Le succès reposera également sur un système de suivi rigoureux des objectifs fixés dans les pactes énergétiques nationaux, afin de mesurer les progrès réalisés, d’identifier les écarts et d’ajuster les actions nécessaires pour atteindre les engagements.

Plus de 50 millions de personnes connectées, mais 250 millions restent à atteindre
Au 16 juin 2026, l’initiative « Mission 300 » a permis de connecter plus de 50 millions de personnes à l’électricité dans 40 pays africains selon un communiqué de presse du Groupe de la Banque mondiale.
Ce résultat représente environ un sixième de l’objectif fixé pour 2030.
La Tanzanie comptait 7,5 millions de bénéficiaires. L’Éthiopie en enregistrait 4,6 millions, grâce notamment à des réformes ayant réduit le coût du raccordement. Au Nigeria, des initiatives conduites par le secteur privé avaient permis de connecter plus de 4,5 millions de personnes.
La publication indiquait également que le rythme des connexions avait presque doublé depuis son lancement.
Les Pactes énergétiques nationaux constituent l’un des principaux leviers de cette accélération. Au 16 juin 2026, 30 pays avaient déjà lancé leurs Pactes.
Le Togo fait partie de ces pays. Son Pacte énergétique national, présenté en septembre 2025, est en cours d’implémentation. Il inscrit les priorités nationales dans le cadre commun de « Mission 300 » :
- production compétitive,
- développement des réseaux,
- intégration régionale,
- solutions renouvelables décentralisées,
- mobilisation du secteur privé et amélioration de la performance du secteur électrique.

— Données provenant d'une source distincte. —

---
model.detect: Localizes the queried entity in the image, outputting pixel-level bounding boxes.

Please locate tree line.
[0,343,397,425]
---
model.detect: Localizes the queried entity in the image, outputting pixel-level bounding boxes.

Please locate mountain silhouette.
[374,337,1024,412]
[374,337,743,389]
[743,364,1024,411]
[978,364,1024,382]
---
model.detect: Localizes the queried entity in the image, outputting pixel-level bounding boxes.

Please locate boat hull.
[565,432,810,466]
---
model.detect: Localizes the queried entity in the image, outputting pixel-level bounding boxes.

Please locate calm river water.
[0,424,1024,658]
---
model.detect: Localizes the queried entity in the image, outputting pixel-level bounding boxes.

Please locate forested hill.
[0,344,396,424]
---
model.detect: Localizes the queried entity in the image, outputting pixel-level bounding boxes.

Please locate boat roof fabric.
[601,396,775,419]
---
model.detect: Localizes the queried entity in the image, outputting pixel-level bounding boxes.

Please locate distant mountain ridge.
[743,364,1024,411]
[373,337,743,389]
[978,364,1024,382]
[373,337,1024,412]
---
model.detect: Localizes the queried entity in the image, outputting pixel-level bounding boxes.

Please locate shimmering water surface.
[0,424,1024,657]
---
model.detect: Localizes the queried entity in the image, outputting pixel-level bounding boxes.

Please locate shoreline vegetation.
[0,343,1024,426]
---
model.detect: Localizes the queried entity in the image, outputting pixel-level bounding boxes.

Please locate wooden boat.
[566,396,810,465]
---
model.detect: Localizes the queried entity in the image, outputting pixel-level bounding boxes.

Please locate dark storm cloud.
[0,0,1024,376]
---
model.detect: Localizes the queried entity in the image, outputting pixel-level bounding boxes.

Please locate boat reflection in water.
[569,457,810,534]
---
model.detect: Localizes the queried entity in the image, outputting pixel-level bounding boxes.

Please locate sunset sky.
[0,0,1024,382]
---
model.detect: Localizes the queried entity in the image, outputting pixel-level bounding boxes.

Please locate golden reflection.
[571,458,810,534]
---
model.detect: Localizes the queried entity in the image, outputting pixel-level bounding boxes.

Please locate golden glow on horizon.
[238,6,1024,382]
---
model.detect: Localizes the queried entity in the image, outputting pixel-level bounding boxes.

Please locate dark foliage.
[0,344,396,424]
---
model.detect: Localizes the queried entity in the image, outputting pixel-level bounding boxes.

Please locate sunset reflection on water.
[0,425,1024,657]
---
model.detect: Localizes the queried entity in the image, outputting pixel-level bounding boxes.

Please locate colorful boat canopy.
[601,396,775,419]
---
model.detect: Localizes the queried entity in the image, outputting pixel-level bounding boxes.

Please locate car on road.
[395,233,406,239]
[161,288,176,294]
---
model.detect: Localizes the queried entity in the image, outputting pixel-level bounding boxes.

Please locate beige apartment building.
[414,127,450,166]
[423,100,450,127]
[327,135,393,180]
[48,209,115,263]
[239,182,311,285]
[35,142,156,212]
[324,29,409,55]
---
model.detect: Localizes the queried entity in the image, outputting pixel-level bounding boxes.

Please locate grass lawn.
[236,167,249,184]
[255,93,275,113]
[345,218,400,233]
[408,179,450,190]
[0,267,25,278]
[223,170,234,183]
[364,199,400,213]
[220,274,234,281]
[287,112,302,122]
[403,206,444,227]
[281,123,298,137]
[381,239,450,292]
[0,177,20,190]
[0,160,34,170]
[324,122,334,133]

Les impacts attendus dépassent le nombre de branchements.
L’électricité peut améliorer la qualité des soins, faciliter l’apprentissage, alimenter les pompes à eau, soutenir la transformation agricole et réduire le coût énergétique des petites entreprises.
Cependant, le nombre de personnes raccordées ne constitue pas le seul indicateur permettant d’en mesurer le succès.
Il faudra aussi suivre entre autres :
• la continuité et la qualité du service ;
• le prix payé par les usagers ;
• le fonctionnement durable des installations ;
• les pertes des réseaux ;
• les écoles et centres de santé alimentés ;
• les entreprises créées ou développées ;
• les emplois générés ; et
• les écarts entre zones rurales et urbaines.
Les 50 millions de connexions annoncées montrent une accélération. Les 250 millions de connexions restantes imposent maintenant un rythme plus soutenu jusqu’en 2030.
La réussite de « Mission 300 » se mesurera au-delà du nombre de connexions : elle dépendra de la capacité à faire de l’électricité un catalyseur du développement économique et de l’industrialisation africaine.